M. Philippe Bas, président de la commission des lois. Ironie facile !

Mme Esther Benbassa. Pense-t-on sérieusement que le terrorisme est soluble dans la surenchère législative ?

M. Philippe Bas, président de la commission des lois. Non !

Mme Esther Benbassa. Si vous faites également les réponses…

Aucune de ces lois n’a empêché et ne risque d’empêcher durablement le terrorisme ni d’endiguer la guerre civile que les assassins liés à Daech cherchent à faire éclater en France.

À Versailles, le Président de la République a qualifié les actes terroristes du 13 novembre d’« actes de guerre ». Depuis quand riposte-t-on à la guerre – à supposer qu’on fasse « la guerre » à des voyous meurtriers – avec des lois qui, chaque fois, se révèlent passablement inefficaces, à considérer les effroyables actes terroristes qui ont plongé notre pays dans la tragédie en 2015 ?

Ces lois sont à même, dans le meilleur des cas, de couvrir les politiques, qui, en cas de récidive, pourront dire qu’ils ont quand même beaucoup fait, et de donner à nos concitoyens l’impression illusoire qu’ils sont à l’abri. Tout cela me semble relever de la méthode Coué tant le phénomène terroriste est terriblement complexe.

Hélas, notre Premier ministre pense que comprendre, c’est déjà excuser,…

Mme Esther Benbassa. … ce qui revient en réalité simplement à faire injure à la pensée.

Mme Éliane Assassi et M. Jean-Pierre Bosino. Exactement !

Mme Esther Benbassa. Devrons-nous donc devenir aussi obscurantistes que nos ennemis les terroristes ? (Protestations sur les travées du groupe Les Républicains et de l’UDI-UC.)

M. Alain Gournac. Caricature !

Mme Esther Benbassa. Le texte que nous allons examiner aujourd’hui, inspiré par une demande du procureur François Molins lors de son audition par le comité de suivi de l’état d’urgence – j’y étais –, donne l’occasion à la droite de montrer à ses électeurs, à l’approche des prochaines échéances électorales, qu’elle ne reste pas les bras croisés. (Exclamations sur les mêmes travées.)

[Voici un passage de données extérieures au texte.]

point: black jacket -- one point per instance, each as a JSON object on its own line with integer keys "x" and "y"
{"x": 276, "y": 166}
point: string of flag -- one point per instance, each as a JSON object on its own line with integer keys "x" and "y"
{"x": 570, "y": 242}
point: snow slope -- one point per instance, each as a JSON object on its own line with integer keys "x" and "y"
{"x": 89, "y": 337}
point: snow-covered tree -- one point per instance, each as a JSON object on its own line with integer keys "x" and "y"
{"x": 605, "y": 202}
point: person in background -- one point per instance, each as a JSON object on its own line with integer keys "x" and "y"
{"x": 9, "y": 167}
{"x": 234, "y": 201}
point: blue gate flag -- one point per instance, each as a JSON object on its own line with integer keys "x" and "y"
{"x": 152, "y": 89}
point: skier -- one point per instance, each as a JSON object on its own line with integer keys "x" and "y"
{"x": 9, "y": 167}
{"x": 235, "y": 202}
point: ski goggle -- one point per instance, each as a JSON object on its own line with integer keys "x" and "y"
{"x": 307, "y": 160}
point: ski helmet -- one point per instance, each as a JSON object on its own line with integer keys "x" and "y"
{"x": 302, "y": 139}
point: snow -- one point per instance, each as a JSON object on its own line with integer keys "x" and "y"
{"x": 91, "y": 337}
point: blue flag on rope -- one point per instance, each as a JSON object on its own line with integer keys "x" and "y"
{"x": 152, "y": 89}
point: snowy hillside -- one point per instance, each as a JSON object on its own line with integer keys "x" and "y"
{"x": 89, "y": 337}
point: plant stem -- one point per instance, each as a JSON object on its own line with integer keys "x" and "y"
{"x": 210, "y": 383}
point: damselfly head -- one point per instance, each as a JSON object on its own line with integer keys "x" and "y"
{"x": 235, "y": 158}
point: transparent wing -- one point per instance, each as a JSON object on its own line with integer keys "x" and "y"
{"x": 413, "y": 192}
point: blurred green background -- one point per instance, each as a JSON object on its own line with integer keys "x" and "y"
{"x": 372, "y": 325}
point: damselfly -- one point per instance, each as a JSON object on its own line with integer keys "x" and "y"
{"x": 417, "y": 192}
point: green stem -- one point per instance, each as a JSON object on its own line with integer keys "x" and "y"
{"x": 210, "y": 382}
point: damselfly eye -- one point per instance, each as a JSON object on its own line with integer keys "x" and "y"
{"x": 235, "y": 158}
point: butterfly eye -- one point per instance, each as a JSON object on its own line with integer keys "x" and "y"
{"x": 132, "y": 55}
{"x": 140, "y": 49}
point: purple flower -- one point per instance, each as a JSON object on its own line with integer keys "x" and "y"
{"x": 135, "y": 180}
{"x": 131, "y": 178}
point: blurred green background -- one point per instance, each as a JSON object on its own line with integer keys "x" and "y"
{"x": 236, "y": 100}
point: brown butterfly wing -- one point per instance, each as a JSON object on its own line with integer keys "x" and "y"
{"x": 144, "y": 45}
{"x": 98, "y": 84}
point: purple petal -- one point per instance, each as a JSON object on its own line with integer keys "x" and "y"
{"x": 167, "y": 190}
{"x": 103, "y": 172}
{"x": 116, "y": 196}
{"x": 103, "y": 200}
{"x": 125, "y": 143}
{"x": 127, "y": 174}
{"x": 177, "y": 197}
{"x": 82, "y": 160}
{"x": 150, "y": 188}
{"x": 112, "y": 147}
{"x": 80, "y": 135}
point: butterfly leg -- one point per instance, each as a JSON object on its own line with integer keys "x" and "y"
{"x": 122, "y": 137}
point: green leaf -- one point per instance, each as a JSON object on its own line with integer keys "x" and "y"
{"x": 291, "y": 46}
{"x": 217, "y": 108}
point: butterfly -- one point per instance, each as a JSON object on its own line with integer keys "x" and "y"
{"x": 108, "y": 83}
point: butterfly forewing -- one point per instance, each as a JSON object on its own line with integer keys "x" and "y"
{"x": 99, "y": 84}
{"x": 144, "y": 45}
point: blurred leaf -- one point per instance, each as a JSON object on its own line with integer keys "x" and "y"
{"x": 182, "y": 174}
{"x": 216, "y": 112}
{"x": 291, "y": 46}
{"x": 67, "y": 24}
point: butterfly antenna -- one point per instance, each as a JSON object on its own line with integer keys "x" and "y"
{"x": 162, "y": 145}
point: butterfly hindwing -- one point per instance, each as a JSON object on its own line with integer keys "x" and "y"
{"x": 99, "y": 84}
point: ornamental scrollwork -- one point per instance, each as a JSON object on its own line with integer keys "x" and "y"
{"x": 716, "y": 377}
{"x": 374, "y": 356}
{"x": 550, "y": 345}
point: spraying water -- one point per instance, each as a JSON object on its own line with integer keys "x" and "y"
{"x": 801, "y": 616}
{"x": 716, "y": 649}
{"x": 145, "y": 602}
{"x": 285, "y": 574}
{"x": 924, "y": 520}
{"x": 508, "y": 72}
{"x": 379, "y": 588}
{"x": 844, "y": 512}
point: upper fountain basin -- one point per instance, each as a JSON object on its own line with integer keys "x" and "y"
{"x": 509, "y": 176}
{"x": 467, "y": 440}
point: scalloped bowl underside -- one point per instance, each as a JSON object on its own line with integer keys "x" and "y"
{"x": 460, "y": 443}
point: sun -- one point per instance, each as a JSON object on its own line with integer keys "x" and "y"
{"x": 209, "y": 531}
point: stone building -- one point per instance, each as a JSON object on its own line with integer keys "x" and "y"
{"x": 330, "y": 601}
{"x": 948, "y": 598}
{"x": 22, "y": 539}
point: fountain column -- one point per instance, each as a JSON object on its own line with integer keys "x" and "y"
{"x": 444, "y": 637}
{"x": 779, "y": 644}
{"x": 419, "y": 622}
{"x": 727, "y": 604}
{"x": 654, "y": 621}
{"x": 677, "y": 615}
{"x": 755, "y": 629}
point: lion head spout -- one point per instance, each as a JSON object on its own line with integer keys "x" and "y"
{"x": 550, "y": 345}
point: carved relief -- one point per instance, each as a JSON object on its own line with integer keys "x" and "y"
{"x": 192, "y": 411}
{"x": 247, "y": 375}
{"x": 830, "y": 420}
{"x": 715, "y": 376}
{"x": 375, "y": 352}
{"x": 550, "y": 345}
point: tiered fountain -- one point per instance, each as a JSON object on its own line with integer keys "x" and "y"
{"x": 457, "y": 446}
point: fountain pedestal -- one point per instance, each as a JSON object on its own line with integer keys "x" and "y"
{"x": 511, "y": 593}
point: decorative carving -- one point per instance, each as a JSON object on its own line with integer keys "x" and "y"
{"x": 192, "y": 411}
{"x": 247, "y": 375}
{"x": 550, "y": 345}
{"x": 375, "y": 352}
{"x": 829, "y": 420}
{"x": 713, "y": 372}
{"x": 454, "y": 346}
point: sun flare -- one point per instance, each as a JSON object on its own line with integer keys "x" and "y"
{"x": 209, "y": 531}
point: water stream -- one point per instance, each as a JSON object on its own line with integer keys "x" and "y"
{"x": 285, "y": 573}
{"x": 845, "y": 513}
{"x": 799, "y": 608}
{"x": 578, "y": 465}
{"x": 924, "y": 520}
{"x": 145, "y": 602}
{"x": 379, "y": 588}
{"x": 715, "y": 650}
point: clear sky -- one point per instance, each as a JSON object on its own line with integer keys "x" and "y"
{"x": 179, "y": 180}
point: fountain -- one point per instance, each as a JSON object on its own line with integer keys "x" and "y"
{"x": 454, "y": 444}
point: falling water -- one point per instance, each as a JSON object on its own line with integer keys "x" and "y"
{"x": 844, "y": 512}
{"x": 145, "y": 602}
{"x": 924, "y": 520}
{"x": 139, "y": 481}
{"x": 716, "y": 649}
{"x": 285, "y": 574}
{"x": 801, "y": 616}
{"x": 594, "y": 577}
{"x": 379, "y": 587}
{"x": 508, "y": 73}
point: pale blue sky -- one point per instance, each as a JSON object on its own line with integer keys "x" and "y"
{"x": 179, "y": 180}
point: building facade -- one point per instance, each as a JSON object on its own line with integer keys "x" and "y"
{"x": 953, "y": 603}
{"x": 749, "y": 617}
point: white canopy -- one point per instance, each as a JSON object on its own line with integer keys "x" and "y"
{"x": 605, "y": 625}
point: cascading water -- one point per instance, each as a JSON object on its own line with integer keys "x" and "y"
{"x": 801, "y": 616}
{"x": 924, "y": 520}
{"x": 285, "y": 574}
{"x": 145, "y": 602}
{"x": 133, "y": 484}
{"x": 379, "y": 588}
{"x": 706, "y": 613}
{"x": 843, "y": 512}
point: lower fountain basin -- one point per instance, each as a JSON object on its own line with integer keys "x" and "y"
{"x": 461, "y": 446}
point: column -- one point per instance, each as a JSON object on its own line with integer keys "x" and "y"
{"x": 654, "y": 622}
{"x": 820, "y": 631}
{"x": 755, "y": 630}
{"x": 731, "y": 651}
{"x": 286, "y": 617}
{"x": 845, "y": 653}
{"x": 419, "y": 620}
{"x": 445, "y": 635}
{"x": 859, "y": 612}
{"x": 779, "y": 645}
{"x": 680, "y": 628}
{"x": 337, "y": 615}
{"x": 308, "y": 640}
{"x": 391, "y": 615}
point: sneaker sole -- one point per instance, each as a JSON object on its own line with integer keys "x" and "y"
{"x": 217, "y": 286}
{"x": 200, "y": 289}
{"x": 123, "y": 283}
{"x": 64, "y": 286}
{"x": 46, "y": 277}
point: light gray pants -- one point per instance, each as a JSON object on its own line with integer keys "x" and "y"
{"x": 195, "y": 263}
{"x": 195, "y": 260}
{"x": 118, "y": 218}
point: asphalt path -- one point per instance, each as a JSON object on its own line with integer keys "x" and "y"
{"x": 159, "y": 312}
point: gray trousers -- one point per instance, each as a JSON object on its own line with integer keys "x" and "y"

Les réponses répressives et sécuritaires se suivent, dénotant notre impuissance, à nous les politiques, à changer de cap. Lorsqu’on refuse de comprendre, on se cache derrière des lois : elles n’effraieront pas les terroristes ; elles feront plutôt le bonheur du FN s’il arrive jamais au pouvoir. Nous lui préparons ainsi le terrain. Dans le même temps, lentement, nous sacrifions aux terroristes nos libertés publiques et individuelles.

Aujourd’hui, vouloir s’attaquer aux causes profondes de ce terrorisme qui nous touche en plein cœur suffit à vous faire traiter de dangereux naïf, peu soucieux de la sécurité de ses concitoyens. Les historiens de mon espèce ne sont pas impressionnés par ces vaines attaques, ils ont la longue mémoire tirée de l’histoire de ce genre de suivisme.

Non, mes chers collègues, ni mon groupe ni moi-même n’excusons rien, mais la lecture de cette proposition de loi éveille chez nous la crainte des dérives que certaines de ses dispositions sont susceptibles d’engendrer, tant elles sont attentatoires aux libertés individuelles.

L’article 2, par exemple, qui permet de réaliser une perquisition sans l’accord et en l’absence de l’occupant, nous paraît, malgré l’introduction du juge des libertés et de la détention, pour le moins problématique. Je citerai encore l’article 12, qui crée un nouveau délit de séjour intentionnel sur un théâtre étranger d’opérations terroristes. Certes, il est question des jeunes qui partent grossir les rangs de Daech, mais nous devons prendre de la hauteur et nous souvenir que les lois ne s’appliquent pas seulement dans certaines circonstances. Une jeune femme rejoignant les peshmergas pour défendre les femmes yézidies doit-elle risquer cinq ans d’emprisonnement et 75 000 euros d’amende ? Je vous le demande ! (Marques de satisfaction sur travées du groupe CRC.)

Nous avons déposé quelques amendements visant à supprimer les dispositions les plus problématiques ; de leur sort dépendra le vote du groupe écologiste. (Applaudissements sur les travées du groupe écologiste, ainsi que sur les travées du groupe CRC.)

(Mme Françoise Cartron remplace M. Gérard Larcher au fauteuil de la présidence.)